From his pocket, he pulled out another photograph—workers posing together after the Titanic was completed.
He held it in front of the old man.
"I'm here for them," Link said quietly, his voice steady. "For the people who built the ship in silence—and never even got their names remembered."
"The canary sang… but no one heard it."
"It's been a hundred years, sir. Its song shouldn't stay locked in that box."
"I'm here to let the whole world hear it."
The words song and sing were like a key slipping into a jammed lock.
Clarity slowly returned to the old man's eyes. The iron grip loosened.
He stared at the young faces in the photo, tears seeping from his cloudy eyes.
With his other trembling hand, he slowly opened the lunch tin.
Rust and the smell of machine oil rushed out.
Inside was almost nothing.
A dented canteen. A faded family photo.
And a tightly oilcloth-wrapped cylinder.
The old man carefully picked it up and stared at it for a long time, as if saying goodbye. Then he looked up at Link and held it out.
This time, what came from his lips wasn't babbling, but words filled with release.
"Let it… sing."
Link's heart clenched. He reached out with both hands and accepted the oilcloth-wrapped object with reverence.
Slowly, layer by layer, he unwrapped it.
—
A single iron rivet.
Its surface was dark, a clear crack running along its neck—like a wound from another era, finally exposed to the air after a century.
"Oh my God…" Band whispered, his voice shaking. "We… we really found it."
Link didn't speak. He gently traced the cold fracture with his fingertip.

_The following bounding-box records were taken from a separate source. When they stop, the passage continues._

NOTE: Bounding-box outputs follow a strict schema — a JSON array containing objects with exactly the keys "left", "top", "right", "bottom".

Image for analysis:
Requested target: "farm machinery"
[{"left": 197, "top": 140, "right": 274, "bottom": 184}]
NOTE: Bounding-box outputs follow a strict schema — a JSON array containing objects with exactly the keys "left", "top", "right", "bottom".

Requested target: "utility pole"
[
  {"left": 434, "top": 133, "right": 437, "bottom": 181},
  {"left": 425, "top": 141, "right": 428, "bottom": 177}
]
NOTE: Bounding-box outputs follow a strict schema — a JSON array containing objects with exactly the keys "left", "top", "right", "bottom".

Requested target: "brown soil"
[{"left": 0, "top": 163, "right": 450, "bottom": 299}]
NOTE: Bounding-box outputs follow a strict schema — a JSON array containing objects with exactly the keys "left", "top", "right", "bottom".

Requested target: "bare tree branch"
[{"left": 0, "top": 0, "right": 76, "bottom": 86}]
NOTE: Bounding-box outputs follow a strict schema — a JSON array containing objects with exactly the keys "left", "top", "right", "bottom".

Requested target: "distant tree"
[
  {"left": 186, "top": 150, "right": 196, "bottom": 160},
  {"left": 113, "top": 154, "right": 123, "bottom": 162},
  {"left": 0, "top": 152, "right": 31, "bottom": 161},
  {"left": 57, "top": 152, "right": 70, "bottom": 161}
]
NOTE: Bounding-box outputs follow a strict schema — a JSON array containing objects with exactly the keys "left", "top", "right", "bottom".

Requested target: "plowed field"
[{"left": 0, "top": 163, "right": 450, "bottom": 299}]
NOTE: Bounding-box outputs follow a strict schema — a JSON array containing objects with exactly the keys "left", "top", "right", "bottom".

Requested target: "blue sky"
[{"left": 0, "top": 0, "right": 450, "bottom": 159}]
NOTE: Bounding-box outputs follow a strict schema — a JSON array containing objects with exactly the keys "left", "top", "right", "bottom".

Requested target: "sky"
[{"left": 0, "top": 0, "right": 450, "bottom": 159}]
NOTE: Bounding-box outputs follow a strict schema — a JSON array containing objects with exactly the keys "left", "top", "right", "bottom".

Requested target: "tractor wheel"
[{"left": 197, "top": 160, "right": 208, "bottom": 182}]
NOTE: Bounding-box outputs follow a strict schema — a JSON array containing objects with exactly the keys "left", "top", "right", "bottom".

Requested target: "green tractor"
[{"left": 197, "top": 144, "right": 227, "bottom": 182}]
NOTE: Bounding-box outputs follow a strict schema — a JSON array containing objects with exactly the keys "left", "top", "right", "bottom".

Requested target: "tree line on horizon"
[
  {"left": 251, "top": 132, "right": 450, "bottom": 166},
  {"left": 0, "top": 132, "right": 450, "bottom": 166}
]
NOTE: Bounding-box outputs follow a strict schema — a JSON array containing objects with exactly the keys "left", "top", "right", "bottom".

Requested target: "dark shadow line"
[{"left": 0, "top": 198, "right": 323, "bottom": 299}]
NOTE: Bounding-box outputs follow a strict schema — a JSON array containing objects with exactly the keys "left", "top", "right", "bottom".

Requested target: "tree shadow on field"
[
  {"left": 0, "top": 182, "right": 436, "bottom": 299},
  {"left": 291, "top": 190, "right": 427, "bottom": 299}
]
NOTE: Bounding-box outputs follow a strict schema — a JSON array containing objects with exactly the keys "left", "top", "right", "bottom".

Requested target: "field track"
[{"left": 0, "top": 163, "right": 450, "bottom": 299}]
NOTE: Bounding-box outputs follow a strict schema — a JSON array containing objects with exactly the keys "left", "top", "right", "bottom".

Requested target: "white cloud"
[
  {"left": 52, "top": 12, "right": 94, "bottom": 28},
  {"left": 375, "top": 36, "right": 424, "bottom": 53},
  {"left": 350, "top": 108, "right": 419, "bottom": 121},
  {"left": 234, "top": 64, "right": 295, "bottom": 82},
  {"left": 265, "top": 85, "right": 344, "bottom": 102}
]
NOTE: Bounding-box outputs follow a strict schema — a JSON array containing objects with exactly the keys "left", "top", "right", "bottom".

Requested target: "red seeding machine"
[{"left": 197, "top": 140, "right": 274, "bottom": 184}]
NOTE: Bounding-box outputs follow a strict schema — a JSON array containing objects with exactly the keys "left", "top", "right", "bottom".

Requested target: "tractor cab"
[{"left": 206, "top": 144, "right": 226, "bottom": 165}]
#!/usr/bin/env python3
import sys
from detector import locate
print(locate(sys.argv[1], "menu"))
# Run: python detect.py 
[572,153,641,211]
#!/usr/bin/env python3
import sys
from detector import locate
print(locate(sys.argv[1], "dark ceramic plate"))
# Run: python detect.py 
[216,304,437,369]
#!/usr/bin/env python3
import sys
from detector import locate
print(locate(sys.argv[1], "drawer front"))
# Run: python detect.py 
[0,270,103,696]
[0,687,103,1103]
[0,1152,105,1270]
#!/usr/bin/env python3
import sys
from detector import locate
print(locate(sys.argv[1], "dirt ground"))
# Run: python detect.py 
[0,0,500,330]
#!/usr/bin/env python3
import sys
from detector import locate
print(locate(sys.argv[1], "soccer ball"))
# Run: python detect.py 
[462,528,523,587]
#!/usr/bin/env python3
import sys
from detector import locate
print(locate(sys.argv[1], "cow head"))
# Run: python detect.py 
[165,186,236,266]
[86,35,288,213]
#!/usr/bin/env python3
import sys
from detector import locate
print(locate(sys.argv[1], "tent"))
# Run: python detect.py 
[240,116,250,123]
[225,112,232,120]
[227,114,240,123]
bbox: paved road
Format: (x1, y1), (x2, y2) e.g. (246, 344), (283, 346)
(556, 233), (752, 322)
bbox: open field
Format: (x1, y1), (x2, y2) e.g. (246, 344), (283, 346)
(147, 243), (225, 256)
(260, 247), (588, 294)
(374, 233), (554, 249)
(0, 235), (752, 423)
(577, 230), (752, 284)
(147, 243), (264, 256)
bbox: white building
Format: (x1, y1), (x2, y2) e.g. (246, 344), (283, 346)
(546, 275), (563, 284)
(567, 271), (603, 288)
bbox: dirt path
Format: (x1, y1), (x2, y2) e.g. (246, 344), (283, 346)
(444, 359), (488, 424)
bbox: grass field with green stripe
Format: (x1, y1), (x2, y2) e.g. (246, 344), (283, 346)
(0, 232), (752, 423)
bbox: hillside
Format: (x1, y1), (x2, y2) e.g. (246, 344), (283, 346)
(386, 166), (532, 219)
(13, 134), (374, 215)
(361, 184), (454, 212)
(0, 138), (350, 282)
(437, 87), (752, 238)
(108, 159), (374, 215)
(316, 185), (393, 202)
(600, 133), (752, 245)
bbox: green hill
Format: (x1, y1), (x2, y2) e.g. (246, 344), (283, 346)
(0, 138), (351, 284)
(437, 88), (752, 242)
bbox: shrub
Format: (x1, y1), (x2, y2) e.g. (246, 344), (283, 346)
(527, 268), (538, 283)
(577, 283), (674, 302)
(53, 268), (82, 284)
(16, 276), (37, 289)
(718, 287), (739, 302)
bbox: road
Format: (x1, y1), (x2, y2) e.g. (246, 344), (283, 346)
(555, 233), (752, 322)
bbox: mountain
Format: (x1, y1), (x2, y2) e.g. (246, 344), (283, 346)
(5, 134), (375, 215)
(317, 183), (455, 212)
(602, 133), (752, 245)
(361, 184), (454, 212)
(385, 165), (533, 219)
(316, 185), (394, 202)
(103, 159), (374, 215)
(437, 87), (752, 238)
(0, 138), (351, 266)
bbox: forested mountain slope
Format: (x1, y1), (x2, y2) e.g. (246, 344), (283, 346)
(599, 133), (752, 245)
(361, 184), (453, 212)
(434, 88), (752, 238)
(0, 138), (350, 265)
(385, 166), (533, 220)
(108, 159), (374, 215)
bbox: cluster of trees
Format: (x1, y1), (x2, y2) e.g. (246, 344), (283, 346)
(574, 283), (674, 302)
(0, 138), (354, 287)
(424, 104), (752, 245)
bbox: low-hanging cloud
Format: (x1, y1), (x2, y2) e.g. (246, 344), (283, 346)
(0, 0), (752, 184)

He knew this wasn't just about finding a rivet—it was about offering a long-overdue confession for the great ship that sank beneath the sea.
He wrapped the rivet back up carefully and placed it in his inner pocket, close to his chest. Then he turned to the old man in the wheelchair and bowed deeply.
"Thank you, sir. The whole world will hear it."
The old man didn't respond.
It was as if he'd completed his final duty and slipped back into that hollow stillness—but this time, his cloudy eyes looked peaceful at last.